Chapter Fifteen
Contains spoilersOverview
The chapter interweaved Ted’s present train ride with Louisa, the artist’s ashes, and The One of the Sea with a retrospective of Ted’s lifelong bond with the artist. It traced the boys’ early grief, the artist’s rise to fame and collapse under it, and Ted’s eventual move in to care for him until his death. It showed how the artist decided to buy back his first painting as a link to lost summers and insisted Ted keep living. The chapter ended with Ted acknowledging that taking Louisa, the ashes, and the painting on a train was a terrible idea.
Summary
Ted remembered being fourteen at a funeral where the artist whispered the Mary Oliver line “what is it you plan to do with your one wild and precious life,” and Ted discovered grief’s physicality. In the present, twenty-five years later, Ted sat on a train with the artist’s ashes, the valuable painting in a larger box on the floor, and Louisa beside him, berating himself for accepting such responsibility.
A recent memory unfolded of Ted and the artist having breakfast on the balcony of the artist’s apartment as spring advanced and illness progressed. They discussed the auction of the artist’s first painting; the artist insisted on buying it back even at ruinous cost, joking that artists should die poor. Ted protested and confessed he feared life without the artist, while the artist pressed Ted to decide what he would do with his “one wild and precious life” and urged Ted to live after he died.
Scenes from their final months together showed Ted nursing the artist through coughing and vomiting, their shared laughter, pranks like an indoor water-balloon mishap, and the artist’s wish that Ted be happy after his death. The artist occasionally mistook Ted for Joar upon waking, revealing lingering longing and history. The artist kept his illness private, saying dying is the last private thing, and savored ordinary joys with Ted.
The narrative then recounted the origin and legacy of the pier painting from the boys’ fifteenth summer and the divergent paths after autumn funerals. The artist was discovered, admitted to a prestigious school, and moved away, phoning Ted through panic and grief. He traveled the world at Ted’s urging, found his voice, and sent back work that astonished teachers and patrons, launching sudden fame that soon overwhelmed him.

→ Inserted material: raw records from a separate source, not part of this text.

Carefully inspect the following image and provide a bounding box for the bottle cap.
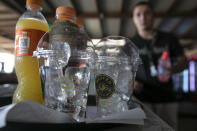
[56,6,76,16]
[76,17,83,28]
[26,0,42,6]
[161,51,169,60]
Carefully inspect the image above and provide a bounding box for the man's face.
[133,5,153,30]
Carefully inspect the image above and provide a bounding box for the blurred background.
[0,0,197,131]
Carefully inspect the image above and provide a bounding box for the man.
[131,1,188,128]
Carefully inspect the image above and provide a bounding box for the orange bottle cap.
[26,0,42,6]
[161,51,169,60]
[76,18,83,27]
[56,6,76,16]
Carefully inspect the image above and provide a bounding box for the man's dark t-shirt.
[131,31,184,102]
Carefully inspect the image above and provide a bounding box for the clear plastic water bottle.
[35,6,93,122]
[158,51,171,82]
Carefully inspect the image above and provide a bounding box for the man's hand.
[133,81,144,94]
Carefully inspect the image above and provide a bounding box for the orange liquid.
[13,19,49,104]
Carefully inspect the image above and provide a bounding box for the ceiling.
[0,0,197,56]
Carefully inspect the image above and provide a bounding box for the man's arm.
[170,56,189,74]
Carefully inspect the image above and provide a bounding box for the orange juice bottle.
[13,0,49,104]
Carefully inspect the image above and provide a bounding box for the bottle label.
[15,29,45,56]
[95,74,115,99]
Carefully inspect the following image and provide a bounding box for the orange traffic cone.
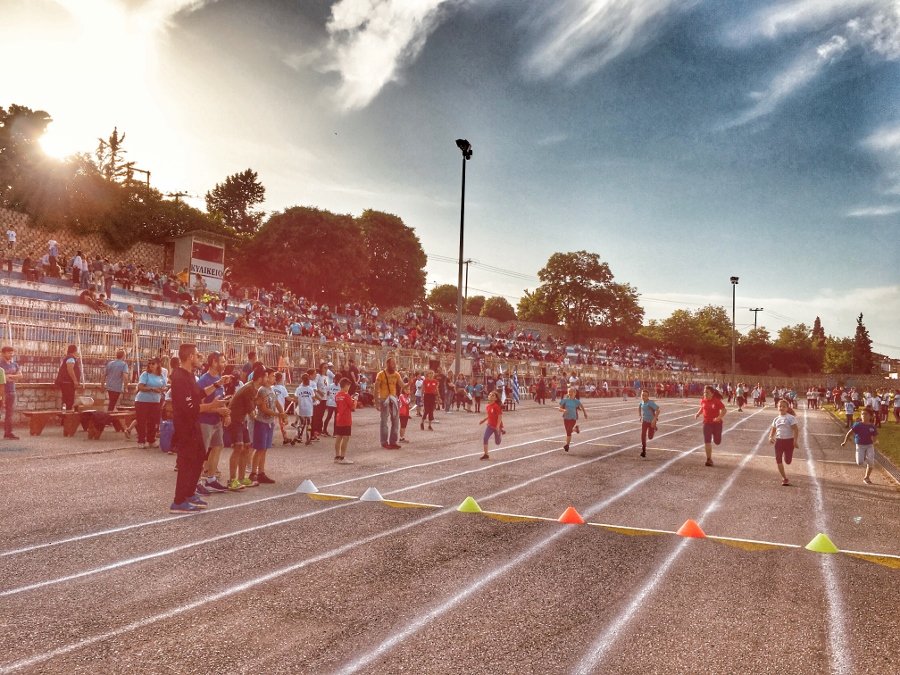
[676,518,706,539]
[559,506,584,525]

As fame intensified, the artist was increasingly observed rather than allowed to observe, developed dependence on pills, and lived in anxious isolation, his unfinished works becoming most coveted. He spiraled until nearly drowning while drunk at thirty-seven, prompting Ted—who hated travel and big cities—to move in. With Ted, the artist regained balance for a time; they cooked, danced, and read poetry until illness struck and Ted stayed to care for him.
Near the end, Ted read poems by Bodil Malmsten, Joan Didion, and Maya Angelou at the bedside, and woke to find the artist holding his fingers. Despite a doctor’s warning not to travel before Easter, Ted helped the artist liquidate his belongings, traveled to the auction, bought back the painting, and behind the church the artist met Louisa.
Returning to the present, Ted sat on the train with the ashes, the painting, and Louisa, concluding again that this journey was a spectacularly bad idea, worse even than Joar’s infamous “socks in the toaster” mishap.
Who Appears
- Ted
narrator/protagonist; caretaker and lifelong friend of the artist; recalls their history, buys back the painting, reads poetry at the artist’s bedside, and now travels by train with the ashes, the painting, and Louisa.
- The artist (C. Jat)
Ted’s best friend; recalls Mary Oliver’s poem, becomes famous then overwhelmed, is cared for by Ted, buys back his first painting, meets Louisa behind the church, and dies shortly after.
- Louisa
teenager traveling with Ted; present beside him on the train with the ashes and painting.
- Joar
Ted and the artist’s childhood friend; absent but remembered (socks in toaster anecdote); the artist calls out for Joar near the end of his life.
- Doctor
the artist’s physician; advises against travel before Easter, advice that is ignored.
- Poets and writers (Mary Oliver, Bodil Malmsten, Joan Didion, Maya Angelou)
quoted/read by Ted and the artist; frame their reflections on grief and purpose.